Saturday, May 16, 2009

Don't Apologize

We see it over and over again, day after day. Practically every time you turn on the news, someone is asking someone else to apologize for something they said. This is a phenomenon that transcends political parties, race and gender, and it is a very foolish and misguided way of waging the battle of ideas.

There is a specific chain of faulty reasoning that can be pointed to here: "I am offended by what you said, therefore you should apologize." Not only does this miss the mark on the true purpose of apologies, a very noble and praiseworthy purpose I might add, but it effectively renders impotent a rather useful linguistic and social tool.

An apology is (or rather, was) used as a way of expressing regret and contrition for some act of wrongdoing. The entire point of such an admission is lost if it is issued under coercion or fear of reprisal. An apology is only worth making,or hearing,if it is voluntary and therefore sincere.

What I fail to understand is why anyone would want to receive an apology that is a blatant lie. Do such empty words really make people feel less offended, or that they have gained something? If you know the apology is insincere, doesn't that just add insult to injury?

Let me give an example from the news. As my readers will recall, comedian Jeneane Garofalo recently stated on MSNBC that all participants in the tax day Tea Parties were racists. This is obviously an ignorant and offensive statement, and she was asked to apologize. She refused, and for that, at least, I applaud her. Now let's be clear, I have no use for Garofalo, and I believe she has shown herself to be a hateful and uninformed person by her comments, but if she truly believes what she says, as I think she does, then she has nothing to be sorry for. One should never apologize for stating their heartfelt opinions, however stupid they may be.
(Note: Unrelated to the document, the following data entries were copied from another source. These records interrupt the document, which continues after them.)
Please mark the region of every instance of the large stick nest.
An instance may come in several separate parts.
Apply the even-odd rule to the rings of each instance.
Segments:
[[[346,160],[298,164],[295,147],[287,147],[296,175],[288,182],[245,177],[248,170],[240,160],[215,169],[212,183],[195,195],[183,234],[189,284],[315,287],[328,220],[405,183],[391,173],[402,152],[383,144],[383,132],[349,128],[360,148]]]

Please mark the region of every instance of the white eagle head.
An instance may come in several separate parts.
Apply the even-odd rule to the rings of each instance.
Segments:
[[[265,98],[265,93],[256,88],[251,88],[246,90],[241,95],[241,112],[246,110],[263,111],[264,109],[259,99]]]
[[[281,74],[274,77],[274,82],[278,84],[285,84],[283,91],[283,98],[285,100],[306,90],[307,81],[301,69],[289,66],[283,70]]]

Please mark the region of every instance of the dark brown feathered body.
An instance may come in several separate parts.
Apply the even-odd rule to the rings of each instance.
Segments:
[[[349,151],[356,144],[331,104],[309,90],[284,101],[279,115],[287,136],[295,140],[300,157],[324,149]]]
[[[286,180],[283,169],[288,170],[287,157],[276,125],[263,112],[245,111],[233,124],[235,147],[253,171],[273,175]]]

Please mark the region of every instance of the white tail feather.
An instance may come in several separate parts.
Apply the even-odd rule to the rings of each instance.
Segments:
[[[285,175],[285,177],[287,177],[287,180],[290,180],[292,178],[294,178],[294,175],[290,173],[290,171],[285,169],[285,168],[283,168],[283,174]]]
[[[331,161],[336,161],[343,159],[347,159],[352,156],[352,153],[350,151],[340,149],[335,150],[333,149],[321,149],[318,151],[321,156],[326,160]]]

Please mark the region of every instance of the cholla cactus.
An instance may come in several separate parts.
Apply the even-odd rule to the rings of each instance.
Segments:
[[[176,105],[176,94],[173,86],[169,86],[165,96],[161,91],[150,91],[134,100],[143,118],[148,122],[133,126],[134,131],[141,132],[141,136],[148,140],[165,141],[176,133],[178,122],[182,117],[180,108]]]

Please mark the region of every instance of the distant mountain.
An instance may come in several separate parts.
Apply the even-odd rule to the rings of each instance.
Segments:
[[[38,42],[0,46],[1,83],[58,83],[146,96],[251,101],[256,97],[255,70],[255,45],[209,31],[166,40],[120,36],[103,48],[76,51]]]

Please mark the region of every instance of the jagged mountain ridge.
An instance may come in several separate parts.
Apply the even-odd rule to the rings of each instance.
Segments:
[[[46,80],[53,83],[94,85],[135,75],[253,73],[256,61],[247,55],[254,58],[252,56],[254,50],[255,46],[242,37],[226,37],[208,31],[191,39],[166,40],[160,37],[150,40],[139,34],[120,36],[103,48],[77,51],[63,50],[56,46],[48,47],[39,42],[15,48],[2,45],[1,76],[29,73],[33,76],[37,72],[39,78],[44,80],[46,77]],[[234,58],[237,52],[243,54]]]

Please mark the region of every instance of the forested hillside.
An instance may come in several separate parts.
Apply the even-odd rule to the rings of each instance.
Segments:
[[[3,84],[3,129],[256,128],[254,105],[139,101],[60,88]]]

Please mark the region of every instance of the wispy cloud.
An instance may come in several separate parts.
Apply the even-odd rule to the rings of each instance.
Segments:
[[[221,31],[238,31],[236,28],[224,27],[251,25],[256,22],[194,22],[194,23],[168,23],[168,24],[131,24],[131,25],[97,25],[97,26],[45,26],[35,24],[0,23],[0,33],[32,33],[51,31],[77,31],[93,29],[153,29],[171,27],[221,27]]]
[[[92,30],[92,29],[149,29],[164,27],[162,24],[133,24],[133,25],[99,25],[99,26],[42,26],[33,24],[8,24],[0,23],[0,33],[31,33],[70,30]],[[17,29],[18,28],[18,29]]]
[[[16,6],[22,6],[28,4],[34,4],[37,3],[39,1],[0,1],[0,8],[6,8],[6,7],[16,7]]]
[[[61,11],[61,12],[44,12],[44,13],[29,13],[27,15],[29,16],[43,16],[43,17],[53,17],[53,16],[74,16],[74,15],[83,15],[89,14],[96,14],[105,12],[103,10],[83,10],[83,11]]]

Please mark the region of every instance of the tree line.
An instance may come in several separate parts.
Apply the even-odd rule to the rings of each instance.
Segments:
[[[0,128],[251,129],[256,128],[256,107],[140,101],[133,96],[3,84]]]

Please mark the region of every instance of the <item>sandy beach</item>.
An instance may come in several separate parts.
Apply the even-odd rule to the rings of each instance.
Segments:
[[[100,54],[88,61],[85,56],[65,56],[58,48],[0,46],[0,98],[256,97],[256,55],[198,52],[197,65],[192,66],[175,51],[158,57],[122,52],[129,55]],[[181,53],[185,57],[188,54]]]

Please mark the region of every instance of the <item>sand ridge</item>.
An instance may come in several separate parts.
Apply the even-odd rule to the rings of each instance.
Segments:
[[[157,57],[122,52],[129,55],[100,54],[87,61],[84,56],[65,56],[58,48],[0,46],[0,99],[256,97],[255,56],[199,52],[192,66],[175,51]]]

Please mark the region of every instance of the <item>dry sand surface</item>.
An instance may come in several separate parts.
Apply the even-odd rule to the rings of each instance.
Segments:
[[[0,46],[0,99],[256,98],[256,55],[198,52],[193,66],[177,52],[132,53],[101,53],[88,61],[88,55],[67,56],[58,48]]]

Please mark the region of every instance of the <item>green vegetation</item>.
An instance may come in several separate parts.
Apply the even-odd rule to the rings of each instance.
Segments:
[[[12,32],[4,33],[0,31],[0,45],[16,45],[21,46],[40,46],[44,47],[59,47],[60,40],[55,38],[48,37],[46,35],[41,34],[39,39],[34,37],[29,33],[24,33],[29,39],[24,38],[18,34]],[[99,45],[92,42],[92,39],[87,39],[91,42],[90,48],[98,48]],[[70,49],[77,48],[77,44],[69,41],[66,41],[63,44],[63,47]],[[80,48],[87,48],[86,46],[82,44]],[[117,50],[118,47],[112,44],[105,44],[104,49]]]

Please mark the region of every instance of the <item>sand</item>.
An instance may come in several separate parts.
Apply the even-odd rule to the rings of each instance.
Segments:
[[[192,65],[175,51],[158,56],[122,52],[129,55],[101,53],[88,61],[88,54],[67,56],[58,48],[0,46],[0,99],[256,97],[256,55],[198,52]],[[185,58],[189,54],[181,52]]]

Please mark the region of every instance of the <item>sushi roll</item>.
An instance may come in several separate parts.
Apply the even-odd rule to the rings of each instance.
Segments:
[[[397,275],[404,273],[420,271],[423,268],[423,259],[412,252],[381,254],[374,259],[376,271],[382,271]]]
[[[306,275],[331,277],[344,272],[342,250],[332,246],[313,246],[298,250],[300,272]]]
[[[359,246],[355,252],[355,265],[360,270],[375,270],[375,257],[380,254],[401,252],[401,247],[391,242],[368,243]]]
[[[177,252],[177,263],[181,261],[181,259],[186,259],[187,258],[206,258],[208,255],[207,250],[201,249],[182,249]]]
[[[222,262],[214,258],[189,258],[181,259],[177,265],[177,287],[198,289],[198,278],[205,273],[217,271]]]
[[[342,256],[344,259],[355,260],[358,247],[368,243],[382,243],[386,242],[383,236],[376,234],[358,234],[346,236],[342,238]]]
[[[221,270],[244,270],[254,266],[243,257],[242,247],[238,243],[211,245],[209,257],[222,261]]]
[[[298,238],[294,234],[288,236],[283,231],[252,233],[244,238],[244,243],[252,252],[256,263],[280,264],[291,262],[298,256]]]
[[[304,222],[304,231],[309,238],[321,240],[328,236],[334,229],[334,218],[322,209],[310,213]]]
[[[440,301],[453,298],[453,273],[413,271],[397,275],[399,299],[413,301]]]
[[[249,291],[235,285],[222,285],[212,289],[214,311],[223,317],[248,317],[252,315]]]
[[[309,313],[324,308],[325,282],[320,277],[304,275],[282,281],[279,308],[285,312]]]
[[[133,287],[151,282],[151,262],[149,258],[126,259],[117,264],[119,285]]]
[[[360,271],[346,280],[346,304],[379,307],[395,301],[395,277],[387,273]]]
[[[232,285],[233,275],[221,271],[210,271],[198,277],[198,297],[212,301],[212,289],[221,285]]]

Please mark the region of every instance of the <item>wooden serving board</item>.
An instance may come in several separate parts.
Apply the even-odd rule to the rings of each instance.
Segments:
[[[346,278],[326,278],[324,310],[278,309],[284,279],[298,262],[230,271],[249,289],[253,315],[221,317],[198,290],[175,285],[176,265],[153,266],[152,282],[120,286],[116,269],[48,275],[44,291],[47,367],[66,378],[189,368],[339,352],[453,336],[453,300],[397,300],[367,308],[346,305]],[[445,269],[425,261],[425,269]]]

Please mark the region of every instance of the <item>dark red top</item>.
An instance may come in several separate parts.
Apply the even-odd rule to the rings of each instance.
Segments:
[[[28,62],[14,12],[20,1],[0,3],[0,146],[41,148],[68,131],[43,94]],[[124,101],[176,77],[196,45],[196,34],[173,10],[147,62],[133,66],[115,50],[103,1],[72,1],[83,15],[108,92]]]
As things stand, I think Garofalo a fool, but I don't think her a coward. This in contrast with the legions of politicians who have apologized under political pressure rather than because they were truly sorry. When you cave in to threats from the media or even public opinion, you will not make them like you, you merely add "lack of integrity"to the list of reasons why they didn't like you in the first place.

So don't apologize.Stand by your beliefs, however unpopular or politically incorrect they may be. You may not earn much love, but you will certainly earn respect, for the man of integrity is a rare one indeed.